ITSLIQUID Group, in collaboration with ACIT Venice – Italian-German Cultural Association, is pleased to announce the opening of VISIONS, the third appointment of ANIMA MUNDI 2026. The exhibition will open on July 17, 2026, at Palazzo Albrizzi-Capello in Venice and will remain on view until July 31, 2026. ANIMA MUNDI is the vital energy that flows through all things, the subtle force connecting every form of existence, from natural to artificial, visible to invisible. Understood since Plato’s Timaeus as the soul of a living universe, it returns today as
an intuitive awareness of an invisible but active network that sustains transformation, coexistence, and renewal across matter, time, and life. It is the underlying rhythm that links ecosystems, human and non-human entities, and balances the continuous evolution of the world. Within this framework, artists, designers, and architects are invited to explore how this universal energy manifests today, investigating the subtle
correspondences between soul and body, humanity and nature, and organic and synthetic worlds. Among the selected artists, Andrew R. Gibbs’s layered compositions in “Cities of Change” explore the emotional impact of transforming urban landscapes, where architecture and collective memory intertwine to reveal the fragile relationship between place and identity.

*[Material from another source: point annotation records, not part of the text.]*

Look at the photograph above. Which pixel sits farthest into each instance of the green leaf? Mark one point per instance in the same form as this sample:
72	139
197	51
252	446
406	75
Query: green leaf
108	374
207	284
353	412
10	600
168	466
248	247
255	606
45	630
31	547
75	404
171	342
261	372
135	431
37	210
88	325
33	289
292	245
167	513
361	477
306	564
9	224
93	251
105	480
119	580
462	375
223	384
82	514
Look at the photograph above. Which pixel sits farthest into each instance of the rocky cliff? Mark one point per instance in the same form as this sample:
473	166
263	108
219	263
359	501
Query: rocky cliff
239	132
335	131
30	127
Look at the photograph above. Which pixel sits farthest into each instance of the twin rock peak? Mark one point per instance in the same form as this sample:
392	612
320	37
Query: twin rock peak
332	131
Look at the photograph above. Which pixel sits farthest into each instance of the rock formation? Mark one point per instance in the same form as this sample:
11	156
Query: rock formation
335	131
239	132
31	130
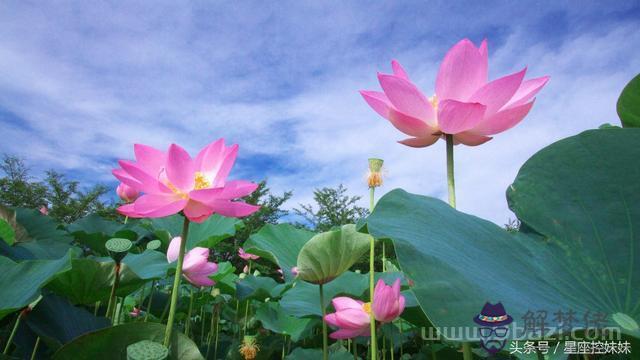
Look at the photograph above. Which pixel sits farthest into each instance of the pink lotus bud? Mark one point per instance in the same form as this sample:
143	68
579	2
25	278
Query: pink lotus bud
352	318
246	256
388	304
127	193
196	267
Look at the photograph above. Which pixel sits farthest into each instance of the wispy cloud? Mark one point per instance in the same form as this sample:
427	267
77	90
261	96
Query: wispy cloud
79	84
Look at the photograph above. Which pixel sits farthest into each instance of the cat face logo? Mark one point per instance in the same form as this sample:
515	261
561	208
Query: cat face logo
493	320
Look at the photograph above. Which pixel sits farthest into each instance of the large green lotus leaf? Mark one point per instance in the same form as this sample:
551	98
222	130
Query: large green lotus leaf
304	298
272	317
577	201
111	343
21	282
583	194
258	288
331	253
206	234
90	279
629	104
279	244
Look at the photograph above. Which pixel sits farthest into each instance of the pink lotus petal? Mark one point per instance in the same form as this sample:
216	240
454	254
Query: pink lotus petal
207	268
149	159
209	158
503	120
398	70
420	142
180	168
527	90
470	139
409	125
199	280
331	319
495	94
352	318
127	179
455	116
461	73
148	183
406	97
341	303
232	190
228	160
346	334
174	249
378	102
196	211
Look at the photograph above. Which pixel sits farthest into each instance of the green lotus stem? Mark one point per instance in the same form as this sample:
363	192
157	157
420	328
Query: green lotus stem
202	319
246	308
450	177
166	309
215	348
384	346
187	325
13	333
325	341
355	350
146	316
466	351
114	287
35	348
372	255
176	283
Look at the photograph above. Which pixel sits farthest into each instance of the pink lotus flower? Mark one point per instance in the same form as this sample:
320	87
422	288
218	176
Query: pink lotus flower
127	193
174	182
465	103
388	304
246	256
352	317
196	267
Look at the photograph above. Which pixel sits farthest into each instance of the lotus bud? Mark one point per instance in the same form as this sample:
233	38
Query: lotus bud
249	348
127	193
374	176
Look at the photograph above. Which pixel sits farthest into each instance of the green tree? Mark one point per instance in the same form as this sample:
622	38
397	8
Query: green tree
333	208
65	200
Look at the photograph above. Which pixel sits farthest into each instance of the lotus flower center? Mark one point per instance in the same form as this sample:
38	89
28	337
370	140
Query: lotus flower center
201	181
434	102
367	308
176	190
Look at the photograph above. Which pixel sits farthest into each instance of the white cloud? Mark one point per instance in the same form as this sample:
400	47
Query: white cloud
283	82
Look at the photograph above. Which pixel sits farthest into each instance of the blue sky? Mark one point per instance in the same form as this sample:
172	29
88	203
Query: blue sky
80	82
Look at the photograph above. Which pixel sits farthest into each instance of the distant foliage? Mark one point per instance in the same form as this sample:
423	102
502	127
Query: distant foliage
64	199
333	208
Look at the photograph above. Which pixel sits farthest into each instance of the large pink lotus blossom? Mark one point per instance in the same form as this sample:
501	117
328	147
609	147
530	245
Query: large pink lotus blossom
174	182
465	103
196	267
388	304
126	193
246	256
352	318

Similarly, Hiromasa Maeda’s “City Layered” interprets the glass-and-concrete skyline as a palimpsest of reflections, shifting perspectives, and fleeting traces of human presence, suggesting that cities acquire meaning only through those who inhabit them. In parallel, Nuvy Kim (N12Y.3) and Ilinca-Ruxandra Pipelea translate inner
experience into material form: drawing on the precision of her background in jewellery making, Kim’s ceramics and paintings transform fractured perfection into ambiguous, ungendered anatomies and psychologically charged spaces. Pipelea, by contrast, constructs immersive environments through vibrant chromatic fields and richly layered textures, using colour and gestural accumulation to evoke the unseen rhythms of nature, memory, and emotional perception. A quiet, introspective sensibility runs through the figurative work of Dominika Łuszcz
and Marga Garcia: Łuszcz’s elongated, folk-inflected portraits contain restrained psychological tension and cultural traces, and Garcia’s “Surrectio” reads the figure as an emergent, feminine rebirth – silent, inward, and resilient. This intimacy of feeling appears elsewhere in Inna Stelmachowicz’s meditative images, where silence, material, and light render moments of honesty and inner tension, and in Diana Rîmbu’s intuitive paintings, which invite reflection and healing through emotional resonance grounded in an architectural sense of space. Movement, rhythm, and the transmutation of performance into image animate the photographic work of Danny Johananoff, whose slow-shutter studies dissolve choreography into painterly currents that make tradition feel timeless; Satyajett Salokhey’s large-scale ink gestures similarly capture bodily impulse and subconscious residue, balancing control and spontaneity. Asnaby Samuel’s canvases introduce a mythic, mnemonic counterpart: drawing on Sahara oral traditions, his “Djinns” series treats drums and surfaces as carriers of memory and projection, where attention and presence activate ambiguous spiritual forces. Finally, Filomena Parra’s “A Dança do Vidro” offers a lyrical conclusion: glass becomes suspended light and gentle choreography, a study in fragility and fluidity that echoes the formal restraint and emotional subtlety threaded through the show. VISIONS offers a cohesive journey through contemporary visual practices, further enriched by a great selection of video artworks.